L'Avez Prinzep ora è...musica
Si era schiantato nel 2017, ora è dentro 4 strumenti - Aveva messo radici 250 anni fa
Quando una fine...diventa un nuovo inizio. L'Avez Prinzep si era schiantato nel 2017, aveva radici di 250 anni. La storia di quest'albero però non è finita. Infatti la sua 'anima' vive ora in quattro strumenti. Ora l'albero...è musica. Per la gente dell'altopiano cimbro, molto legata alla monumentale pianta, si tratta di una scommessa vinta
Il maestoso albero degli Altipiani Cimbri -l'Avez Prinzep Abete dei Principi - è tornato a cantare nel suo bosco, attraverso il quartetto d’archi ANIMA. Sabato 22 agosto 2026, Malga Laghetto, Lavarone ha ospitato il concerto di ANIMA, con due violini, viola e violoncello. Chi c'era ha ascoltato le 8 Stagioni dell'Anima: quattro celebri Concerti per violino di Vivaldi e i quattro tanghi argentini di Astor Piazzolla, per un viaggio dal barocco veneziano alle atmosfere di Buenos Aires, con le voci di cembalo e pianoforte ad accompagnare il quartetto d'archi. Maestro concertatore e direttore dell’esecuzione è il direttore artistico di ANIMA, il maestro Giovanni Costantini, direttore d’orchestra con un’importante attività concertistica che otto anni fa ebbe l’idea di far realizzare un quartetto d’archi col legno del Principe per il quale ci sono voluti 6 anni di lavoro dietro. Realizzare un quartetto d’archi con tavole armoniche e anima in abete bianco dell’Avez del Prinzep non era una passeggiata.
Gli strumenti di ANIMA sono stati realizzati dal maestro liutaio Gianmaria Stelzer col legno dell'Avez del Prinzep.

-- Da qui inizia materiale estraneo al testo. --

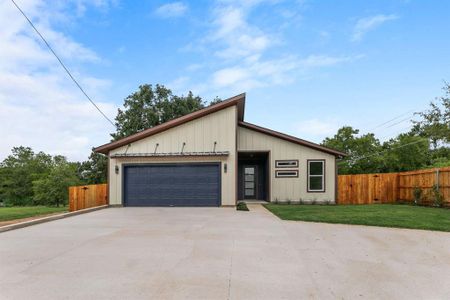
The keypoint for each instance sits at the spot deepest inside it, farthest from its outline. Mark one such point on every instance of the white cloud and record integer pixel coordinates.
(40, 106)
(316, 129)
(171, 10)
(243, 56)
(254, 72)
(367, 24)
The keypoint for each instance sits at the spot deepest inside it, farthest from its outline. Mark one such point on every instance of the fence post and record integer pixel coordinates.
(437, 180)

L’albero storico e monumentale degli Altipiani Cimbri, nel Comune di Lavarone, si era schiantato nel 2017 a circa 250 anni e fino ad allora considerato l’abete bianco più alto d’Europa.
Una storia bellissima, e la foto (sopra) documenta la consegna del primo violino realizzato dal maestro liutaio Gianmaria Stelzer, su commissione del Comitato Valorizzazione Avez del Prinzep, al Centro Congressi di Lavarone.
La collaborazione con il Comune di Lavarone ha permesso di donare nuova vita a quest’albero così importante per la comunità dell’Altipiano Cimbro. La rigenerazione della materia prima è stata una sfida al tempo per fare in modo che lo schianto dell’albero non fosse solo la sua fine ma un asse di simmetria tra un prima e un dopo di secoli.